I shall write again to you tonight, you know, & this is enough for two oclock. Now will you get my letter on this tuesday? Do you think of me .. love me? And are you well today? The flowers look beautiful though you put their heads into the water instead of their feet.

Your Ba.

Address: Robert Browning Esqre / New Cross / Hatcham / Surrey.

Postmark: 10FN10 MY6 1846 A.

Docket, in RB’s hand: 166.

Publication: RB-EBB, pp. 677–679.

Manuscript: Wellesley College.

1. Date provided by postmark.

2. Margaret Maria Cocks (1792–1849) was the daughter of the 1st Earl Somers of Eastnor Castle, near EBB’s girlhood home of Hope End.

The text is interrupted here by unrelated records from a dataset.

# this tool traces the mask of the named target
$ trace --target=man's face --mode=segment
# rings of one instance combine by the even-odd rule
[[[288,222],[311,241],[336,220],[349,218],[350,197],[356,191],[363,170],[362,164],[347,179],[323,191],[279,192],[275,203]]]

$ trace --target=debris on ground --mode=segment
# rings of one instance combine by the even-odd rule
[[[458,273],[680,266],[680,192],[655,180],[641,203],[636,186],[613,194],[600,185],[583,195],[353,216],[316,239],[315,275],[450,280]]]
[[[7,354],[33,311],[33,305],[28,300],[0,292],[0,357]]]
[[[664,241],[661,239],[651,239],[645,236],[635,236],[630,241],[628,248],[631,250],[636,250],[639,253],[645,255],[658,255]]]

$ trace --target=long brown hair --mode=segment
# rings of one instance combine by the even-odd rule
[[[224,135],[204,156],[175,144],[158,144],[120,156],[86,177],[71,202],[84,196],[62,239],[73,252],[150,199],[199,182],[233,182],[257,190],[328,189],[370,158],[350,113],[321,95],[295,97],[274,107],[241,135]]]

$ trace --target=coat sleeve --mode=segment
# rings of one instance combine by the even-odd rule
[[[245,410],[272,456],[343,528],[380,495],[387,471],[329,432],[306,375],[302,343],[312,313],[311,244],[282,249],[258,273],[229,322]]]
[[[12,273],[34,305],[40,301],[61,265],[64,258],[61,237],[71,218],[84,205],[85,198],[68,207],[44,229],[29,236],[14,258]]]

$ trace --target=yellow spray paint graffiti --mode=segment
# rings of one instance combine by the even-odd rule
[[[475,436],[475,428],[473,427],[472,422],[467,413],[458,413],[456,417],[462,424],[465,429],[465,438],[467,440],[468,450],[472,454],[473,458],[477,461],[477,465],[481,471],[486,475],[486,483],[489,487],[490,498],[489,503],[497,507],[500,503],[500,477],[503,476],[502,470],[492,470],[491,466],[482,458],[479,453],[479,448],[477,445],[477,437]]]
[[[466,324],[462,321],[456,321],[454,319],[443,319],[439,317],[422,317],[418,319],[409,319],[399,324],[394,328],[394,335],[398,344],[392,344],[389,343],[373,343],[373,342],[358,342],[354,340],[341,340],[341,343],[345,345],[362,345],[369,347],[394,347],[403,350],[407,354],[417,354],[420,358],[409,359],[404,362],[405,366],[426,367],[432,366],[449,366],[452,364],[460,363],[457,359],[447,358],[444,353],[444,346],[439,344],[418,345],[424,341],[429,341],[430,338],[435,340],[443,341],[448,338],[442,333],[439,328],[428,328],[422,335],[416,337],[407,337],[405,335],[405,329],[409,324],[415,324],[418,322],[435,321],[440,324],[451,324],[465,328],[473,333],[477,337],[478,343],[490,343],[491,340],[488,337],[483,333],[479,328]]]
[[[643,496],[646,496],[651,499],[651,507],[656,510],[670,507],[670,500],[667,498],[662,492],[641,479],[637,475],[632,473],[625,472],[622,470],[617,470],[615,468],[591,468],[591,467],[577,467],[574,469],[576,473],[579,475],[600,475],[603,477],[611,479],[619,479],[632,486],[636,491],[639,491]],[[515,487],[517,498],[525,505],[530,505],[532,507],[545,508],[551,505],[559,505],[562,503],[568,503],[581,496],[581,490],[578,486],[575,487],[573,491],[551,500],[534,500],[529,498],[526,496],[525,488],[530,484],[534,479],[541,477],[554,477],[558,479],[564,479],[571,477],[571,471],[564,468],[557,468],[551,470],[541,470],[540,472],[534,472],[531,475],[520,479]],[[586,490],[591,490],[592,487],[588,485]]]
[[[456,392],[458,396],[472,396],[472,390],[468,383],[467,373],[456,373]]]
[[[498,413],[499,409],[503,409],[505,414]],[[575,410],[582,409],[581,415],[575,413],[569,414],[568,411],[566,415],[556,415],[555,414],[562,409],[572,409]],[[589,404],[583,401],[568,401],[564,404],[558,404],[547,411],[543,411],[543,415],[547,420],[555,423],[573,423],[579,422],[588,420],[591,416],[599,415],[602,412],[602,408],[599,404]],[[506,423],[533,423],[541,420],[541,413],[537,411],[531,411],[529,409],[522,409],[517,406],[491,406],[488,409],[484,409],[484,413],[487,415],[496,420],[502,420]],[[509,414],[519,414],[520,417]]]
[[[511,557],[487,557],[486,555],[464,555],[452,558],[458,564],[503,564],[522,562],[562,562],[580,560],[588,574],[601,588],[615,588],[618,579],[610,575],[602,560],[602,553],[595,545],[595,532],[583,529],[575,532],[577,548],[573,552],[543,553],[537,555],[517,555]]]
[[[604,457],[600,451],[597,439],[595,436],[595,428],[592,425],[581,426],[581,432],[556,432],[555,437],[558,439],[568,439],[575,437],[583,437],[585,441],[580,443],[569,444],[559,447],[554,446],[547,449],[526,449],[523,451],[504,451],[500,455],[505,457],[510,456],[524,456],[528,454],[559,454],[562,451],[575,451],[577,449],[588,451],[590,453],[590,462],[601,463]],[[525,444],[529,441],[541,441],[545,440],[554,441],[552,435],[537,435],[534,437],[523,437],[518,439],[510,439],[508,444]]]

Her address is given as 4 Lower Berkeley Street in EBB’s address book (see vol. 9, p. 386).

3. This is the first of many references in the Brownings’ correspondence to Ellen Heaton (1816–94), a woman from Leeds, whose sizeable inheritance enabled her to collect art, including that of several Pre-Raphaelites, such as D.G. Rossetti and Arthur Hughes. Some of these works were commissioned by her on the recommendation of John Ruskin. She also used her wealth to travel, and it was in Italy where her association with the Brownings developed. Her friendship with RB continued after EBB’s death.

4. “To make you shudder.”

5. Robert Vaughan (1795–1868) was a Congregationalist divine who founded The British Quarterly Review in 1845, and for twenty years was its editor. EBB is referring to the review of her Poems (1844), which appeared in the issue for 1 November 1845 (see letter 2086, note 4). For the full text of this review, see vol. 11, pp. 344–350.

6. We have been unable to identify conclusively who this friend might have been, but one possibility is Fanny Haworth.